A third limitation concerns meaning rather than accuracy. Knowledge attribution in LLMs can identify whether a response is context-dominated or parametric-dominated, but correct provenance does not imply factual correctness (Brink et al., 26 Feb 2026). Quote attribution shows that suppression can persist even when the correct author is available in retrieved evidence (Berman et al., 6 Apr 2026). Social-attribution benchmarks show that model “reasons” can encode demographic asymmetries in internal versus external blame (Raj et al., 28 May 2025). These results indicate that attribution profiles can be technically well-formed while still raising normative concerns about fairness, visibility, or accountability.

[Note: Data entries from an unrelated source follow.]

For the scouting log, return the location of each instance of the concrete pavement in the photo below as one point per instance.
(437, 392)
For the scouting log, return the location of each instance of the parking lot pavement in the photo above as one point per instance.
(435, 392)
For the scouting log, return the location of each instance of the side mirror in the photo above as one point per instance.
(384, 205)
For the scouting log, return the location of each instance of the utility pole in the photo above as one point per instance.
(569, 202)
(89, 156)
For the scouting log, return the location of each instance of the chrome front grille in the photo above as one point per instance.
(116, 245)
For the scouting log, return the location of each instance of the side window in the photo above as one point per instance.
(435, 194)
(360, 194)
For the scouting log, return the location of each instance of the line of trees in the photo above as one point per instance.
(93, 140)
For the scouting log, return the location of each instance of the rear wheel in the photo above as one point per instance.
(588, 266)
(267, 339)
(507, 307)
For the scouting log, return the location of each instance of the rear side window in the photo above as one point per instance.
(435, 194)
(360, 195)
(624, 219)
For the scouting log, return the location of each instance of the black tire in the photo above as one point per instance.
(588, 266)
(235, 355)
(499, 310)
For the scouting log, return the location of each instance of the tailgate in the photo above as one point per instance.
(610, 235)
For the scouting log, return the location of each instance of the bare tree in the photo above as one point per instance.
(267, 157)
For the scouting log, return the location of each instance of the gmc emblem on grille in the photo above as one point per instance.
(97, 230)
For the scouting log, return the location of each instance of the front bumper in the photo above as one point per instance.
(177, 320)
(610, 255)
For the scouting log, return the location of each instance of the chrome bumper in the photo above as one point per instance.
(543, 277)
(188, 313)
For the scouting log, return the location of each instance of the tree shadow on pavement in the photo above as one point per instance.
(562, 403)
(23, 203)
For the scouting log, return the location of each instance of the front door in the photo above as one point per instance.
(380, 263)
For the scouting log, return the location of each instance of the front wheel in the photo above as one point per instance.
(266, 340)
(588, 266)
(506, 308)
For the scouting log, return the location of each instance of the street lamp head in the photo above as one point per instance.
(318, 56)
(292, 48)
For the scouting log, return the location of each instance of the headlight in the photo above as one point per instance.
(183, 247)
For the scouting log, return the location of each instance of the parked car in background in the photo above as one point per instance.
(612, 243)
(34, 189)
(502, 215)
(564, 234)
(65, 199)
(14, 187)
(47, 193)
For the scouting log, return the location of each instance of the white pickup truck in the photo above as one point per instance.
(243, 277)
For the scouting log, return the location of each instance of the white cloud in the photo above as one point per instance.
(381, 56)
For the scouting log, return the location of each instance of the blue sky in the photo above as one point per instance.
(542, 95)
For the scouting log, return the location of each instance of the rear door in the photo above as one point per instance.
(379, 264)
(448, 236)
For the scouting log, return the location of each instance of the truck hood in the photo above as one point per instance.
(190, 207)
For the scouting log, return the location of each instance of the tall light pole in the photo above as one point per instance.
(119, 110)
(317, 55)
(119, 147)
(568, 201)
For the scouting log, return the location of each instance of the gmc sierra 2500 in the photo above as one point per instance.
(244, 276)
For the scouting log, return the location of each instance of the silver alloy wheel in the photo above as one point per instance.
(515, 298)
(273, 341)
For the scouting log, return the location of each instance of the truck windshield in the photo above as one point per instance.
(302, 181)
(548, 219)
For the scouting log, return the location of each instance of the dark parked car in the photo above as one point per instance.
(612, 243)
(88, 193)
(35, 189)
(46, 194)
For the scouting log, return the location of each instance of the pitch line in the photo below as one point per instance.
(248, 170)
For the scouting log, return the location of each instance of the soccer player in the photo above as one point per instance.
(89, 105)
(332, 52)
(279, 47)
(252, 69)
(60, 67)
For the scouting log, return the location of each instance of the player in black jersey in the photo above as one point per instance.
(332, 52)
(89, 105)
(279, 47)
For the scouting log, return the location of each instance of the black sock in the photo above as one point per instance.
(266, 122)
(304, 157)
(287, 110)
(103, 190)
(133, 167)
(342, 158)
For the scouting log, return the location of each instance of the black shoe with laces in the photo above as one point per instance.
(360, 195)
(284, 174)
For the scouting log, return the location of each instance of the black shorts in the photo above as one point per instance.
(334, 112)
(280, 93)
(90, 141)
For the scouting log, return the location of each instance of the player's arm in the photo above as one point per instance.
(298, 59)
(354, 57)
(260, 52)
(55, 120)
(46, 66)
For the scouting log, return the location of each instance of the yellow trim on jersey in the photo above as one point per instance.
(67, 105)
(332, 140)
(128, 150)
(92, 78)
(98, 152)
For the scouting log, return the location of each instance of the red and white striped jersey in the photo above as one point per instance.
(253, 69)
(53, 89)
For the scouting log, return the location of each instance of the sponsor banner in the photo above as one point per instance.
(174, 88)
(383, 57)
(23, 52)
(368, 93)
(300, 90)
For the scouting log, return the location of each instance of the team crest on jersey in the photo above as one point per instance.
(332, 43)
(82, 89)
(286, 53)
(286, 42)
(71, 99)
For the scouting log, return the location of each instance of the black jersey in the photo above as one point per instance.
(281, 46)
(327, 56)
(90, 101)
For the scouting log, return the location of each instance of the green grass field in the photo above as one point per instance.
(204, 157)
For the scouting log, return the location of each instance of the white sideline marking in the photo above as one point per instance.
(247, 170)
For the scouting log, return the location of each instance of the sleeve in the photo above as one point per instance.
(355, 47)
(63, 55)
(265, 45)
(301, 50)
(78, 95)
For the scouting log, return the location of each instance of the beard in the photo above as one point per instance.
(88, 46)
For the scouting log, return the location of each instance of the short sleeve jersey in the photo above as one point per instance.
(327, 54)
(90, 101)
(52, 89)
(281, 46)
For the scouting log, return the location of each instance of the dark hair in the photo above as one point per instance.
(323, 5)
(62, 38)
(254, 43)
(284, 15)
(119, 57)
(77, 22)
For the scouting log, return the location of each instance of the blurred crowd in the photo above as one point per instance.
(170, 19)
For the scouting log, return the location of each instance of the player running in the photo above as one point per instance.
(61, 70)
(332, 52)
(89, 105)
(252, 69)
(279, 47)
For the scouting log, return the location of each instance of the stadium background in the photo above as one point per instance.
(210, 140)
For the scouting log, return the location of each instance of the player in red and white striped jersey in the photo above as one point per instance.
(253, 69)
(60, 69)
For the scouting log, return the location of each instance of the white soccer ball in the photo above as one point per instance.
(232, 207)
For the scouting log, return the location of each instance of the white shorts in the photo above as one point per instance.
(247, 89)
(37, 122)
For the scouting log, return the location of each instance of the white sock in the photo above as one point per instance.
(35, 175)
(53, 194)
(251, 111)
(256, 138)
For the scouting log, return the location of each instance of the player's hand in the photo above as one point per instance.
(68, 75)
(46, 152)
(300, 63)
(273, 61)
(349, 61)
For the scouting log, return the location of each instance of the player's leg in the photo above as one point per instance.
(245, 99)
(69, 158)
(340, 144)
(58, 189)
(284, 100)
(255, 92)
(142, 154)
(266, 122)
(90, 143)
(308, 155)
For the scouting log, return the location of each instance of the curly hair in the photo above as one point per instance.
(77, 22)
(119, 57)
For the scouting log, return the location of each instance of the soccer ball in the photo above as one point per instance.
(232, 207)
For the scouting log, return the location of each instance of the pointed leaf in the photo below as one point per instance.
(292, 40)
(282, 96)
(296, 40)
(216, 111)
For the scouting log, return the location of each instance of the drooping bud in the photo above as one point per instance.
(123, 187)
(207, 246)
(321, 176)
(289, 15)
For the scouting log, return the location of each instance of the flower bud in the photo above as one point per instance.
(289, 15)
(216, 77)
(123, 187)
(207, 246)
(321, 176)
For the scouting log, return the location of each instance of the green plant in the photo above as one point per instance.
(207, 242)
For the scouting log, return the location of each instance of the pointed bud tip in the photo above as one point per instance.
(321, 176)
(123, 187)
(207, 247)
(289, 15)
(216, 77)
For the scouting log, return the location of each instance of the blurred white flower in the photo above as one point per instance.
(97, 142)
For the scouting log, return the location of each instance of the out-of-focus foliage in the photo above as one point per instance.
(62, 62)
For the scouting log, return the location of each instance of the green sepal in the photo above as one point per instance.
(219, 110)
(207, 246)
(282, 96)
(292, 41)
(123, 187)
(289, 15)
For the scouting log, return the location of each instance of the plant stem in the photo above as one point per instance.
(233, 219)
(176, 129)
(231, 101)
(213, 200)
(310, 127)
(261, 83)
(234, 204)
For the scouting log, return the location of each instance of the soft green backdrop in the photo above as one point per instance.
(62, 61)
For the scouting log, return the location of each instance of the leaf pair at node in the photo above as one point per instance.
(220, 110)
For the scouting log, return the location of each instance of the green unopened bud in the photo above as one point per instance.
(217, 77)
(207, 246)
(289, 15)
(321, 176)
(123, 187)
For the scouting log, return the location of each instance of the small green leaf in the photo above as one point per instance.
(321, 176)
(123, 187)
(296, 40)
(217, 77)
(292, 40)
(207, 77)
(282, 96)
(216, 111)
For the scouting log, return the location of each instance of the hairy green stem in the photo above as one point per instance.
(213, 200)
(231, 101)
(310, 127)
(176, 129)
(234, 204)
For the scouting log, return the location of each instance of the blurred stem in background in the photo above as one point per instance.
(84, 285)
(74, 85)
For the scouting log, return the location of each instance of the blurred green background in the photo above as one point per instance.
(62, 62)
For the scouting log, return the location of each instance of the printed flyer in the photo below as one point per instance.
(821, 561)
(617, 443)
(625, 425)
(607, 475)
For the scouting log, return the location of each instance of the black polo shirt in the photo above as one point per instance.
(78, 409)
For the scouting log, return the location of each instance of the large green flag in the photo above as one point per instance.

Future directions stated in the literature are correspondingly diverse. Speaker attribution points to online attribution and settings where some or all speakers lack profiles (Wang et al., 2021). CTI papers call for higher-precision extraction, time-aware modeling, richer non-TTP signals, broader provenance tracking, and community reconciliation of aliases and tool taxonomies (Guru et al., 15 May 2025, Saha et al., 12 Jun 2025). Diffusion attribution highlights uncertainty quantification and theory better aligned with non-convex training (Zheng et al., 2023). GNN and LLM work point toward multi-source attribution, sequence-level aggregation, and stronger coupling between quantitative profiles and human-interpretable rules (Sahoo et al., 5 May 2026, Brink et al., 26 Feb 2026). Across domains, a plausible implication is that attribution profiles are moving away from single-signal heuristics toward probabilistic, multi-view, and explicitly validated representations.